Upon typing ‘manic pixie dream girl’ into Google, you will immediately be presented with images of Zooey Deschanel. Deschanel has been followed by this trope throughout her career due many of her quirky characters, but most specifically due to her portrayal of Summer in Marc Webb’s (500) Days of Summer. However, Webb actually intended for Summer to be an anti-manic pixie dream girl. Why is this such a common misconception, and how can we receive justice for Zooey?

On the surface, Summer appears to be the perfect example of a manic pixie. She is quirky, adorable, loves old records, and pushes Tom out of his comfort zone by shouting “penis” in public parks. However, there is one major aspect of Summer’s character that makes it impossible for her to be a manic pixie: her actions actively work against Tom’s goals. Nathan Rabin created the term as a critique of female characters who only live to serve the male protagonist. Throughout (500) Days of Summer, Tom is hopelessly in love with Summer, who he thinks is the love of his life. Summer makes it very clear from the beginning that she is not interested in a relationship with him, and in the end she gets married to someone else. Her role serves as the harsh truth to Tom’s idealized romanticization of their relationship. Summer’s actions directly work against what Tom wants, thus making her an anti-manic pixie.

Whether it’s attributed to her big blue eyes or her ukulele covers, Zooey Deschanel is still the cover girl for the MPDG trope.

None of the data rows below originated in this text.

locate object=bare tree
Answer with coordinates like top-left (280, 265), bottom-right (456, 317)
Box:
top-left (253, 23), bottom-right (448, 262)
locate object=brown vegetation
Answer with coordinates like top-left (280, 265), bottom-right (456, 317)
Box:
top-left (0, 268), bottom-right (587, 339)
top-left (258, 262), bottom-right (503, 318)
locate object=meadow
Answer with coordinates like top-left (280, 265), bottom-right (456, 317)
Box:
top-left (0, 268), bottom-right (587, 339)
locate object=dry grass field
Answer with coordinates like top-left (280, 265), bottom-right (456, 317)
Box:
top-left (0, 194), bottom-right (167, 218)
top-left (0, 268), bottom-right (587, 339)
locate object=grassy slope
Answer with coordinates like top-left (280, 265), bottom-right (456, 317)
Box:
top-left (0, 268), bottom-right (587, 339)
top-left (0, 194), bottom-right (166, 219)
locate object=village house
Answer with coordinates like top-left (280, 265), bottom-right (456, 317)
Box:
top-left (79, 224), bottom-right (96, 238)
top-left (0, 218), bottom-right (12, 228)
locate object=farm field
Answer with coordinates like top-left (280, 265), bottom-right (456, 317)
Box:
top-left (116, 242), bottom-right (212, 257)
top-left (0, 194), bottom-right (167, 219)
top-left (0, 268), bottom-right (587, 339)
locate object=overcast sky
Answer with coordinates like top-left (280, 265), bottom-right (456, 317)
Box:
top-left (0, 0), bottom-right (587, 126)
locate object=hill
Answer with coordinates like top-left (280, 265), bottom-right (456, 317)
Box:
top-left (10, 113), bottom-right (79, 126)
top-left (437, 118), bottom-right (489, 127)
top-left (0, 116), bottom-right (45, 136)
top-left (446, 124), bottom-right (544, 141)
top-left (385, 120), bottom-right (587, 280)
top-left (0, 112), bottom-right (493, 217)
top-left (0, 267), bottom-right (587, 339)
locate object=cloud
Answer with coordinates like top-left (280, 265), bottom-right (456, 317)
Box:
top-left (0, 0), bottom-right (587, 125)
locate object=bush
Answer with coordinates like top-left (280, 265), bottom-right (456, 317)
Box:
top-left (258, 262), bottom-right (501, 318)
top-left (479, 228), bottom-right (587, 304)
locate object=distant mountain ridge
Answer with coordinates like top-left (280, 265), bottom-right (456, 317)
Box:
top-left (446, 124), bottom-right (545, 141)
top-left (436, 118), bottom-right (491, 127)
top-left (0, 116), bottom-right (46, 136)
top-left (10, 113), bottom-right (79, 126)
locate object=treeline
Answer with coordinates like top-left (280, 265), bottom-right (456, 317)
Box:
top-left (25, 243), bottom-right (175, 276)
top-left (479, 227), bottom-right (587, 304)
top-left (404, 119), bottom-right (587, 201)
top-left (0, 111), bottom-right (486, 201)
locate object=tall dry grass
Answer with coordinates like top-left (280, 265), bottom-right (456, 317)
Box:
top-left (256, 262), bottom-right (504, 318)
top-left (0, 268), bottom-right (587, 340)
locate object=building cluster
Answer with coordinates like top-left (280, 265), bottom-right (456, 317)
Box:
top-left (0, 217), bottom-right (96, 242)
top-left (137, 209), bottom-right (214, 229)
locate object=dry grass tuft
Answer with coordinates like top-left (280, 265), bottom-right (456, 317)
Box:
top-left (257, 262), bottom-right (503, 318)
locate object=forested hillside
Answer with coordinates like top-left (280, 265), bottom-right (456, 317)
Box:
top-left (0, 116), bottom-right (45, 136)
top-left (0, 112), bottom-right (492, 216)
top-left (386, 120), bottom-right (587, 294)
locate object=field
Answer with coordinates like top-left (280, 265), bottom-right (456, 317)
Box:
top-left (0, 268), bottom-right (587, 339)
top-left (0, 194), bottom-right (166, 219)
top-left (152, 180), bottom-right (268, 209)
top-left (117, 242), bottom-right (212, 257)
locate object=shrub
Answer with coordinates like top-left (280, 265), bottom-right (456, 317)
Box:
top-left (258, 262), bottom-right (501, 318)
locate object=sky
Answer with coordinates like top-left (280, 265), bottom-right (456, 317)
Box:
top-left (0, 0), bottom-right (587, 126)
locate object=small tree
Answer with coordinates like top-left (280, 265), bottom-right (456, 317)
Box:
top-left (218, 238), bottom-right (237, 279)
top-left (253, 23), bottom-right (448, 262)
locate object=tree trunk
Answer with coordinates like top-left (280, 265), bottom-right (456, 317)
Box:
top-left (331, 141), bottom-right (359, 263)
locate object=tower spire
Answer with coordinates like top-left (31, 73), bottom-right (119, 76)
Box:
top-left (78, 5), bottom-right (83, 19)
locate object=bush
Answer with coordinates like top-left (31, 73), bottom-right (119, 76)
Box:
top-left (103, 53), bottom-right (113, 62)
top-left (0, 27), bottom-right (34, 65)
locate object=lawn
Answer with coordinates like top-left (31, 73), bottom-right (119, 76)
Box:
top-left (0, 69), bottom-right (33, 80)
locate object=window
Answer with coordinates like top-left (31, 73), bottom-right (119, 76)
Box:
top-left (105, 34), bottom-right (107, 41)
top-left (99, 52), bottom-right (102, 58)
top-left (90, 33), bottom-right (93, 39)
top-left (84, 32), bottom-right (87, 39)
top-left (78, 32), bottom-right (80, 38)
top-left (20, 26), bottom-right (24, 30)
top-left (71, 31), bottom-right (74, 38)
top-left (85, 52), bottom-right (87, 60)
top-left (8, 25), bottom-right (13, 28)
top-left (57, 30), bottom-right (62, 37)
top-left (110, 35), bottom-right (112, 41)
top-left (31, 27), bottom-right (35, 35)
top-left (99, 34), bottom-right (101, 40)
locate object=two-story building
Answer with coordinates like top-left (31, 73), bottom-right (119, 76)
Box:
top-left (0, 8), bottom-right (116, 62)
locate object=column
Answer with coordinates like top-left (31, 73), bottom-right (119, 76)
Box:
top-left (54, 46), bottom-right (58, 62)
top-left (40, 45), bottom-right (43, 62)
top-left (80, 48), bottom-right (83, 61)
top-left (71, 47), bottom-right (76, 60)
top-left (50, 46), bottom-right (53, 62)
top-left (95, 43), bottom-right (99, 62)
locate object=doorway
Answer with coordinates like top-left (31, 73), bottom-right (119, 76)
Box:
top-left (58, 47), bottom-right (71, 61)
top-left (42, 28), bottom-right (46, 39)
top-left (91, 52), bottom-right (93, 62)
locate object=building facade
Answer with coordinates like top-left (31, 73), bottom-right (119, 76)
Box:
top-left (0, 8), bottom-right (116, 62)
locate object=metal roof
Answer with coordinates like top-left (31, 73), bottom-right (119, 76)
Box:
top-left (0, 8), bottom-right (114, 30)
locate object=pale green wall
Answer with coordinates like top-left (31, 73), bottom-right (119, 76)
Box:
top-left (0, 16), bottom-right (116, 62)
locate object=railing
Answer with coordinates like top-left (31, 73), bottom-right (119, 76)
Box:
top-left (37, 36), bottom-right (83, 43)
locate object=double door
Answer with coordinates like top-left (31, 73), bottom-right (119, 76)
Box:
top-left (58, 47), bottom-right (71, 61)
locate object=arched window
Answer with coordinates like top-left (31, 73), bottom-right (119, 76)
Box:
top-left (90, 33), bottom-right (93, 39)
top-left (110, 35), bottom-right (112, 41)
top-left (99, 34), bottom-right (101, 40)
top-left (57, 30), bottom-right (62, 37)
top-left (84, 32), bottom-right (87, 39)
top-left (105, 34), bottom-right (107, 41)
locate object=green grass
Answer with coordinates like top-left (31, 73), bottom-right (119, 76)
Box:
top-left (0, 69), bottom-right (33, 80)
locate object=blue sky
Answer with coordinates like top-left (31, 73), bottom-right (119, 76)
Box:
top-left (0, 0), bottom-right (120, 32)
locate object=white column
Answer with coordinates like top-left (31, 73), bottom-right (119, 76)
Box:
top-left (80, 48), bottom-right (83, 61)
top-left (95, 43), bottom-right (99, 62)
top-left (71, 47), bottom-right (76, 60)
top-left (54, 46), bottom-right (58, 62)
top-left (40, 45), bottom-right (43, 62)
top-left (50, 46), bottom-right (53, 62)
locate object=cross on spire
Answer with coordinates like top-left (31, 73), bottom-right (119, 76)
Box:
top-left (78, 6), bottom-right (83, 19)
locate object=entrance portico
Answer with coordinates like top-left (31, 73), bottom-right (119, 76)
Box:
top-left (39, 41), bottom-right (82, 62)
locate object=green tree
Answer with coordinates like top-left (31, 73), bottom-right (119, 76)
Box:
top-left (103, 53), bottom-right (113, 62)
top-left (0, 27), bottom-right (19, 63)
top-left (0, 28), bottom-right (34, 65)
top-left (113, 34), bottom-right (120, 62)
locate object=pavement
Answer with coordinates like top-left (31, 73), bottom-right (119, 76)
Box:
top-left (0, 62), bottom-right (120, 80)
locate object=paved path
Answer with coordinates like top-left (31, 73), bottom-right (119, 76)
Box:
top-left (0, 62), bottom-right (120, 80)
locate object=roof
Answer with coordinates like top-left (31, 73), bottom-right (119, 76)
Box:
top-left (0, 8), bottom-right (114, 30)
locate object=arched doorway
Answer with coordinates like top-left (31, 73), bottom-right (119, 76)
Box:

However, she has found clever ways to comment on this undeserved label within her characters. For example, the adorably silly and sometimes-childlike character of Jess in New Girl fits many of the traits of a manic pixie with her oversized glasses and love for singing mid-conversation, but she does not qualify as a MPDG due to her place as the active protagonist of the show. In a very popular clip from Season 1, Deschanel performs an angry monologue in which she claims that you can be both girly, quirky, and strong. When it comes down to it, the manic pixie is a very tired trope. But if you think you’re tired of hearing about it, imagine how Zooey Deschanel (or Kirsten Dunst, Kate Winslet, and Natalie Portman, for that matter) feels about it.